If goods or services are sold in a cryptocurrency, the basis of calculating the applicable VAT is determined by reference to the value in euros. According to the BMF circular, the last published trading price of the cryptocurrency has to be converted into euros at the time the VAT is incurred. The seller or service provider has to document the relevant exchange rate.

BMF circular exclusively refers to VAT

The statements of the BMF set out above exclusively relate to VAT and not to any other types of tax, such as income tax. Any comparison with other types of taxes, even foreign ones, such as US income tax imposed on the sale of assets (capital gains tax) therefore does not lead anywhere. Put more specifically, the mere fact that the exchange of a cryptocurrency into a conventional currency is exempt from VAT does not mean that the profit gained from the purchase and sale of the cryptocurrency is not subject to income tax within the one-year speculation period (Sec. 23 para. 1 No. 2 German Income Tax Act (EStG); cf. our blog “Happy New Tax Year with Bitcoin and other cryptocurrencies (1)“).

Mining and VAT

Generally speaking, it must be assessed in each individual case whether a consideration was agreed for the miner’s performance and whether this was also paid. In principle, however, the BMF assumes that the transaction fee is not subject to VAT if the transaction fee is paid voluntarily. Accordingly, any remuneration with Bitcoin is also not subject to VAT.


If a wallet provider requests a fee for the use of the wallets, VAT is payable on the fee if the service is provided in Germany (so-called electronically rendered service, Sec. 3 a para. 5 sentence 2 No. 3 German VAT Act (UStG)).

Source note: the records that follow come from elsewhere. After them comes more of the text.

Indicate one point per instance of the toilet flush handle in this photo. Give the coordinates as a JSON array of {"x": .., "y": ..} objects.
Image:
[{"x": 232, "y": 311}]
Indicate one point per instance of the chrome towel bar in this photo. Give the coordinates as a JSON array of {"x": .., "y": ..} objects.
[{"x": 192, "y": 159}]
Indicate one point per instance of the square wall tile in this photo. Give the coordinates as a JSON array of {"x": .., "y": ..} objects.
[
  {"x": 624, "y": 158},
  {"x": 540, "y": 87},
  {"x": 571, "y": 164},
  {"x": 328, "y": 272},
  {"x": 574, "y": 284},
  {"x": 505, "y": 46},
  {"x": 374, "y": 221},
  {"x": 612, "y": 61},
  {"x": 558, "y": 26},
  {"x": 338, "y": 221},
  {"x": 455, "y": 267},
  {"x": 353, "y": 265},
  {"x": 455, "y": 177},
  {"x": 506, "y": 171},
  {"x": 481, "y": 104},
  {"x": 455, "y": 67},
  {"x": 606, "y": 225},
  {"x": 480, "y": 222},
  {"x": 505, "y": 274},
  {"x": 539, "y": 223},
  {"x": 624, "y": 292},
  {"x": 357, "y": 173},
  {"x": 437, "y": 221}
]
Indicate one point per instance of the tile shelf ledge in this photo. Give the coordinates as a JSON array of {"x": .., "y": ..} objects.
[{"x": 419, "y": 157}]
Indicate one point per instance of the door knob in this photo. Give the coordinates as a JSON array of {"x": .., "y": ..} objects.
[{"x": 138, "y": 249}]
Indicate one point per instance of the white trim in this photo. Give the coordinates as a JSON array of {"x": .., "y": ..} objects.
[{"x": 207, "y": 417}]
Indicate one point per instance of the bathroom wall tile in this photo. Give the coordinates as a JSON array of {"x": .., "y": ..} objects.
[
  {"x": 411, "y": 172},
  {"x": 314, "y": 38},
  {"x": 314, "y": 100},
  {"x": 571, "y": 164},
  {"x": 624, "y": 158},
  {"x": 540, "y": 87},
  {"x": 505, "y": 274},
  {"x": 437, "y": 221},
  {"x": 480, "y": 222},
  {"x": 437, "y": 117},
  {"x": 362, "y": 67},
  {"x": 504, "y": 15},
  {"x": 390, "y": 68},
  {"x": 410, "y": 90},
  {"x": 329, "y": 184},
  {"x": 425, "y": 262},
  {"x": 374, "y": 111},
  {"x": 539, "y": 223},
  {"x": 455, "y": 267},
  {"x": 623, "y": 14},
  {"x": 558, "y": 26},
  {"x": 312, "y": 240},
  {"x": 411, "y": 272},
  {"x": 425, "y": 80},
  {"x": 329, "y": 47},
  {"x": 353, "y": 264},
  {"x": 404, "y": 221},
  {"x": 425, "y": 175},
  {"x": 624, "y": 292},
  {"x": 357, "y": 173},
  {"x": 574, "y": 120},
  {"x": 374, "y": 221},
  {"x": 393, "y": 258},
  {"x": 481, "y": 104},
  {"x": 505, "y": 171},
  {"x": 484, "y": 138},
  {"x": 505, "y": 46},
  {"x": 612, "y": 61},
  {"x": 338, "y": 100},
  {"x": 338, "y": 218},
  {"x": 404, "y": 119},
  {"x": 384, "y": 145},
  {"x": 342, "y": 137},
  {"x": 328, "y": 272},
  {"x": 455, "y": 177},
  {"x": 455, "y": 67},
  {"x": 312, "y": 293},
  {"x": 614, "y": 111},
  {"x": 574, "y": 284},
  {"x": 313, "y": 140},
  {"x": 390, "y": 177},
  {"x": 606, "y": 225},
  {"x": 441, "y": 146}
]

Exchange companies (trading platforms)

When trading cryptocurrencies through exchange companies, the VAT treatment of fees depends on the specific contractual agreements between the exchange company and its customers. The BMF considers the services provided by the exchange companies to be technical services which are in principle subject to VAT. However, if the exchange company buys the cryptocurrency from and sells it to the customer in its own name, any fees paid by the customer for this purpose are exempt from VAT (Sec. 4 No. 8 b UStG). If several exchange companies are involved in the purchase and sale of cryptocurrencies, the contractual relationships must be assessed on each level in order to ascertain whether the service provided is subject to VAT or not.

In the next part of the Bitcoins & Co. series, I will have a look at cryptocurrencies in the international exchange of tax information as well as national reporting and tax declaration obligations.